[Top][All Lists]
[Date Prev][Date Next][Thread Prev][Thread Next][Date Index][Thread Index]
Re: Proposal: block-based vector allocator
From: |
Stefan Monnier |
Subject: |
Re: Proposal: block-based vector allocator |
Date: |
Mon, 12 Dec 2011 11:24:13 -0500 |
User-agent: |
Gnus/5.13 (Gnus v5.13) Emacs/24.0.92 (gnu/linux) |
>> Let us how it turns out.
> Results for the byte-compile benchmark, an average of 16 runs:
> CPU time spent in user mode, seconds
> ----< configuration >----< 32bit >----< 64bit >----
> default, stack mark 74.07 84.87
> default, GCPROs 72.90 81.37
> patched, stack mark 71.35 81.57
> patched, GCPROs 70.16 82.18
> Peak heap utilization, KBytes
> ----< configuration >----< 32bit >----< 64bit >----
> default, stack mark 41499 73651
> default, GCPROs 37918 65648
> patched, stack mark 38310 67169
> patched, GCPROs 38052 65730
> Total time spent in GC, seconds
> ----< configuration >----< 32bit >----< 64bit >----
> default, stack mark 23.58 32.32
> default, GCPROs 21.94 30.43
> patched, stack mark 21.64 29.89
> patched, GCPROs 21.13 29.22
> Average time per GC, milliseconds
> ----< configuration >----< 32bit >----< 64bit >----
> default, stack mark 27.62 36.03
> default, GCPROs 25.57 33.93
> patched, stack mark 25.22 33.34
> patched, GCPROs 24.63 32.57
Since most small differences are difficult to separate from noise (and
are not important anyway), the summary from where I stand is that
there's no substantial difference (CPU and memory wise) between your new
code (with or without GCPROs) and the current code with GCPROs, whereas
the current code with conservative stack scanning is a tiny bit slower
and uses a non-negligible amount of extra space in peak usage.
This confirms that the main issue is the mem_nodes.
It would also be interesting to see how your new code performs in terms
of fragmentation (i.e. average memory use for a long running interactive
session), but it's very difficult to measure and I doubt we'd see much
difference (other than the impact of mem_nodes of course).
> on 64-bit.
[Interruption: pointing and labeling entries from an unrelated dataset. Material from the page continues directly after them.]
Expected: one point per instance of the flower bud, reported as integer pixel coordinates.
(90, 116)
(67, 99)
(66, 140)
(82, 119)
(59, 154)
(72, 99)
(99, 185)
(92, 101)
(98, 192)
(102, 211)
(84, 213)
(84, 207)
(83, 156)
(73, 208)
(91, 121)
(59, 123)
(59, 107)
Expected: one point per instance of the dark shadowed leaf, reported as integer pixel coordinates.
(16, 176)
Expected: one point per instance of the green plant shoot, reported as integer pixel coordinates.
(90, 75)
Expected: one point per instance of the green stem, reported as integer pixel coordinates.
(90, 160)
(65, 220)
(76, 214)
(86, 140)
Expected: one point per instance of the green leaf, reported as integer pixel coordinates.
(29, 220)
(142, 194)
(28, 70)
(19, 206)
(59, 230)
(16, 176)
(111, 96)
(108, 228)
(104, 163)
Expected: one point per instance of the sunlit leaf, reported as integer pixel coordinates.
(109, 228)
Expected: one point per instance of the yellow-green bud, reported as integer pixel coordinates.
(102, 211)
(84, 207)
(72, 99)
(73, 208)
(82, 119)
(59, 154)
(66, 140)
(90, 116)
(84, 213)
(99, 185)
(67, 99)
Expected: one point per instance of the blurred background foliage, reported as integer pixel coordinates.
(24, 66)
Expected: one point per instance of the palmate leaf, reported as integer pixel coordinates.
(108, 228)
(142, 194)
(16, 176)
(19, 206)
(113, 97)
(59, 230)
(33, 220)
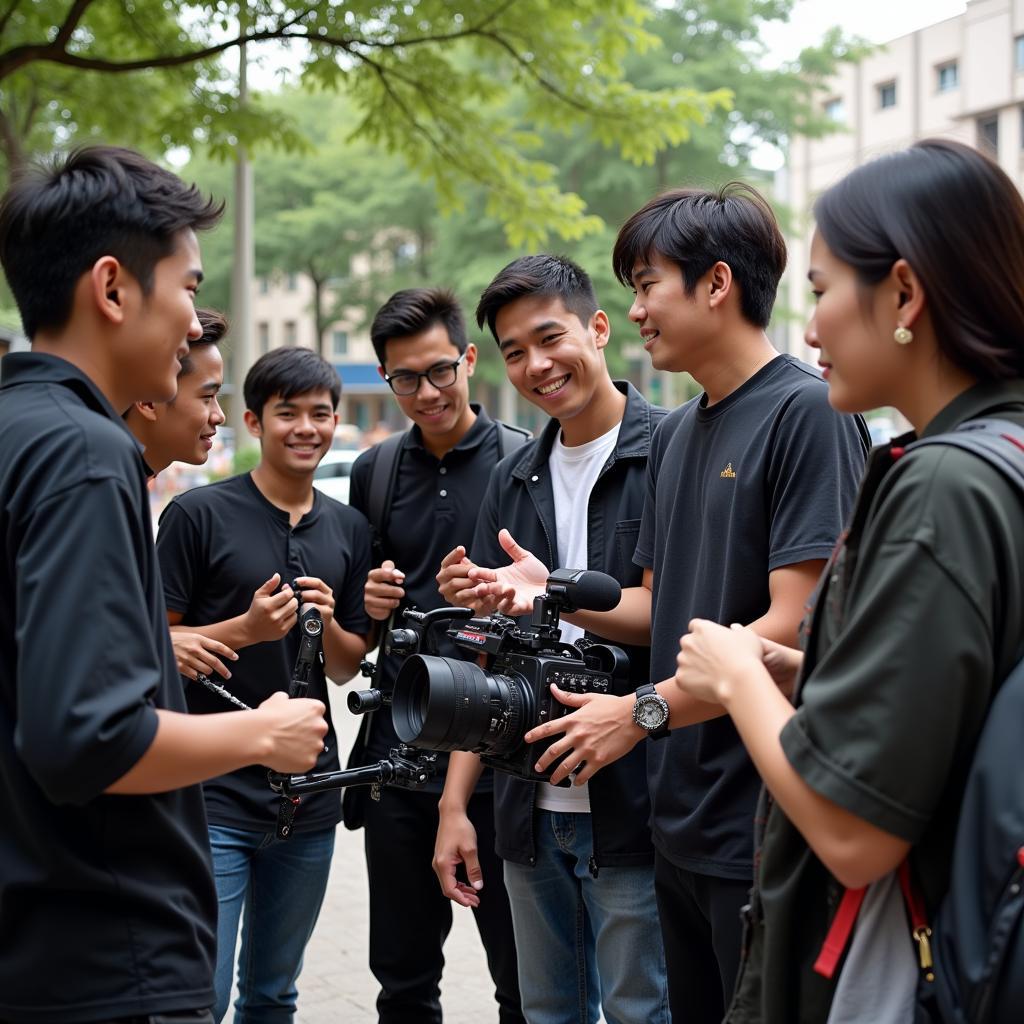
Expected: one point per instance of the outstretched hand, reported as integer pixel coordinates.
(511, 589)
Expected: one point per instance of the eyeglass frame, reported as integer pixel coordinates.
(389, 378)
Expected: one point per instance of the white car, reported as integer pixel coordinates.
(332, 475)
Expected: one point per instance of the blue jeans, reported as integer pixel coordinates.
(585, 943)
(281, 884)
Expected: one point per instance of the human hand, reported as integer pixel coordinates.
(712, 656)
(783, 665)
(294, 728)
(600, 731)
(454, 583)
(382, 591)
(512, 588)
(318, 594)
(270, 614)
(456, 845)
(196, 652)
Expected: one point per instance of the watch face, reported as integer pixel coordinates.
(650, 714)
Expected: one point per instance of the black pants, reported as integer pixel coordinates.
(702, 932)
(410, 919)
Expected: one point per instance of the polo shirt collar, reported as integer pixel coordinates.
(633, 441)
(41, 368)
(471, 439)
(983, 398)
In terms of CPU usage, results are more interesting: 1%
> worse for 64-bit case, but 3.8% better for 32-bit. The only
> explanation I have for this effect is that an arithmetic used in
> splitting/coalescing operations creates some pressure on the CPU in
> 64-bit mode, but 32-bit version of the same code may be implicitly
> executed in parallel by the 64-bit core.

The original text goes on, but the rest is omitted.